The policy can be sold — and the appropriate legal documents signed — all electronically. To identify potential customers for travel insurance, the partnership can collect and analyze data from travel agencies and websites to find people who are planning a vacation. “So much of that data is not structured,” Davis said. “They are getting it from many different places, and it’s not in bits and bytes.”
Diagnosing airplane health
Although the airline industry is not very advanced in using unstructured data to target customers, Davis said, she saw how Etihad Airways in Abu Dhabi, where Davis worked as enterprise data governance manager, not only analyzed its own unstructured data to improve its business, but is also selling that capability as a service.
Airlines operate all day every day of the year, so equipment problems that interrupt operations can sap profits.
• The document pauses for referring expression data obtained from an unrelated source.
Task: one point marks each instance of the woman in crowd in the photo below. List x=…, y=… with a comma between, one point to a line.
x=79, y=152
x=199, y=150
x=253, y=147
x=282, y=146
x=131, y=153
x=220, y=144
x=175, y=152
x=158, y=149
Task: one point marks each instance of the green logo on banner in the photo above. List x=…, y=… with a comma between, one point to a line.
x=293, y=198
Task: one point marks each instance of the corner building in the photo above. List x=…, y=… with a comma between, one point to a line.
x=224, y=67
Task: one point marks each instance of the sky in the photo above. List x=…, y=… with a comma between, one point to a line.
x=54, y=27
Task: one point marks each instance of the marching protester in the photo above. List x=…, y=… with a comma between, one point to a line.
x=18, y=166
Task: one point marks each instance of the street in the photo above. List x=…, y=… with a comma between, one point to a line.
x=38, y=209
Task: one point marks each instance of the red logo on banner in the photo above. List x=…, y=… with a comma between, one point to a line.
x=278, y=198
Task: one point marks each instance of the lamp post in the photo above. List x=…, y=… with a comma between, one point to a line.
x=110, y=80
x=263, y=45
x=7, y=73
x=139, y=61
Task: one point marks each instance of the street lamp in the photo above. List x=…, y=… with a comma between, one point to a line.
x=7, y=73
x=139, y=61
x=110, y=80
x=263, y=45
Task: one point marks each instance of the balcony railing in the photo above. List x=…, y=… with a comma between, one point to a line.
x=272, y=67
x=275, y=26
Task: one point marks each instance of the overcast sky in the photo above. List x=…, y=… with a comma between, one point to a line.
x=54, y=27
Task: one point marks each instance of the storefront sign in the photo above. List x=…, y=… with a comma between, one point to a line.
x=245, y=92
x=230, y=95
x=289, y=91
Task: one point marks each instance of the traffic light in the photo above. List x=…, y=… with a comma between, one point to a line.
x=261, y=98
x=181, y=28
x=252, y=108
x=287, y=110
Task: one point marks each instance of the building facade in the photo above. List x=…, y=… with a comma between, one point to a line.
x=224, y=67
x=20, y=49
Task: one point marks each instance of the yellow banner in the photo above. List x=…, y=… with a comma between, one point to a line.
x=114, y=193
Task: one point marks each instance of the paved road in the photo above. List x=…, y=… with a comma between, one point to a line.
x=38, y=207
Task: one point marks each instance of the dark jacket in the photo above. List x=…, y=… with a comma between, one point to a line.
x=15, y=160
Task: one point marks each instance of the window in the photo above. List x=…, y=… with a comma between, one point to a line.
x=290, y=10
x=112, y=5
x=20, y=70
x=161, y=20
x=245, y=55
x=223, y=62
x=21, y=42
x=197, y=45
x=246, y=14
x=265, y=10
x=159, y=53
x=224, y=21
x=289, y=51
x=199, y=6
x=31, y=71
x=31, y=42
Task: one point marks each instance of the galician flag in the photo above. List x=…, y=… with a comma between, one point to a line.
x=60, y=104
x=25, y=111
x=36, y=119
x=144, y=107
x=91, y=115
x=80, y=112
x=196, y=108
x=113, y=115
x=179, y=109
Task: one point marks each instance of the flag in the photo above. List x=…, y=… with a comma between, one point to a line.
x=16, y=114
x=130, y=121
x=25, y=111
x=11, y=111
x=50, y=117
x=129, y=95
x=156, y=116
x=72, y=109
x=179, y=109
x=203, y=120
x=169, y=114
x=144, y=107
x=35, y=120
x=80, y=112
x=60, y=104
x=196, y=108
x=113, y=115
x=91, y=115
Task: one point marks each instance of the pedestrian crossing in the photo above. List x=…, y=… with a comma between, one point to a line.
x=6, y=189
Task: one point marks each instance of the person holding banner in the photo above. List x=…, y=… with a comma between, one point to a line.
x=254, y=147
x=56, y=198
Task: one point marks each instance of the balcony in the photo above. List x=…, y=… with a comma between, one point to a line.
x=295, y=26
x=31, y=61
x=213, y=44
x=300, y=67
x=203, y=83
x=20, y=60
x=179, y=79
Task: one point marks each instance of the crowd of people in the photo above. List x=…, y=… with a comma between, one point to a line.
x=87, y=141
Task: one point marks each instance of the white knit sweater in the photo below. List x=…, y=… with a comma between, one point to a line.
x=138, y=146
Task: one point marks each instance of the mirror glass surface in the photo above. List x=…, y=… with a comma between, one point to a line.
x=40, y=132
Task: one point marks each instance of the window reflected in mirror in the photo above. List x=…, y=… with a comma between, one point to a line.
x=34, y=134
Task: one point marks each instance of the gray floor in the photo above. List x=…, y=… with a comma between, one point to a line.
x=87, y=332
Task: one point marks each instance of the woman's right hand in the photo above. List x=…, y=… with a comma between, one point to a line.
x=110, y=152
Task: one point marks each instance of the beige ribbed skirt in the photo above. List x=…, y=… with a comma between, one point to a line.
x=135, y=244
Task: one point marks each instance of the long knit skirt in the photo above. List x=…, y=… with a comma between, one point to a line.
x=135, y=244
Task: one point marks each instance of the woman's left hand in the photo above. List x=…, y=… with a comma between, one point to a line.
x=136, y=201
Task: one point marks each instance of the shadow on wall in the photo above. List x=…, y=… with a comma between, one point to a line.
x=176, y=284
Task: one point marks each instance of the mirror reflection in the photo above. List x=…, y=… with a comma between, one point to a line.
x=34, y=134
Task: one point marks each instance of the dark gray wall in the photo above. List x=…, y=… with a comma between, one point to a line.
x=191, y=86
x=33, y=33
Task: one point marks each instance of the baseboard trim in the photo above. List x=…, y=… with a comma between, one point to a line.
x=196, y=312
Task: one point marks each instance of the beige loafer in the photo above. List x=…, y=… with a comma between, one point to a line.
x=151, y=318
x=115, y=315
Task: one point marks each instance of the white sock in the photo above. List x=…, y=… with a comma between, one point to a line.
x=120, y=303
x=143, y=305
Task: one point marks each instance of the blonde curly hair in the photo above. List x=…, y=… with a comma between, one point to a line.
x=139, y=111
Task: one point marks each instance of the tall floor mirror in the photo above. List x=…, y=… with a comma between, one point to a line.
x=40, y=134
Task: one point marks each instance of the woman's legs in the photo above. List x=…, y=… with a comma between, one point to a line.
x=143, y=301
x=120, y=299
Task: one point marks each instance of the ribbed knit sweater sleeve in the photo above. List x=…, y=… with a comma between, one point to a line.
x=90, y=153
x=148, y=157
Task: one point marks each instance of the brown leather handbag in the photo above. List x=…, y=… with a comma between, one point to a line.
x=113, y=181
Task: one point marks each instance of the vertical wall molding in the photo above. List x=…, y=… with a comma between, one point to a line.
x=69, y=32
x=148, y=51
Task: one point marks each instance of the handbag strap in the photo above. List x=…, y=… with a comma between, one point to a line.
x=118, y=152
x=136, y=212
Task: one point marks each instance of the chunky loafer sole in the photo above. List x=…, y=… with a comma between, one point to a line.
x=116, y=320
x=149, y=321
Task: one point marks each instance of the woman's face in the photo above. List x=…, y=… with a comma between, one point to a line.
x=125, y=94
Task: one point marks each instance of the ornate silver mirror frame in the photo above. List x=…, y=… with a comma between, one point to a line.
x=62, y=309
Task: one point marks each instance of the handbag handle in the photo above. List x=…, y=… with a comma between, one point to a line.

Etihad used advanced analytics to monitor maintenance, repair, and operations data, including sensor data from aircraft, and predict potential problems so the company can take preventative measures, she said.
Etihad then created a new business unit to provide the service to other airlines. “It became a cash cow for Etihad,” she noted.
Changing the future
Davis expects more industries to learn how to leverage the power of unstructured data. NXN, her current employer, is creating a reference-model platform to gather and analyze data for smart cities, she said.
Such data would be valuable to governments, citizens and businesses. Landlords could better monitor and manage their properties and improve the quality of life for tenants by using information from social media, video cameras and police reports, for example. And governments could use a combination of structured and unstructured data to improve cities and better engage with citizens.
“The integration of this data could be beyond tactical,” Davis said. “We are working toward turning data into strategic information you could use to literally change the future of a city.”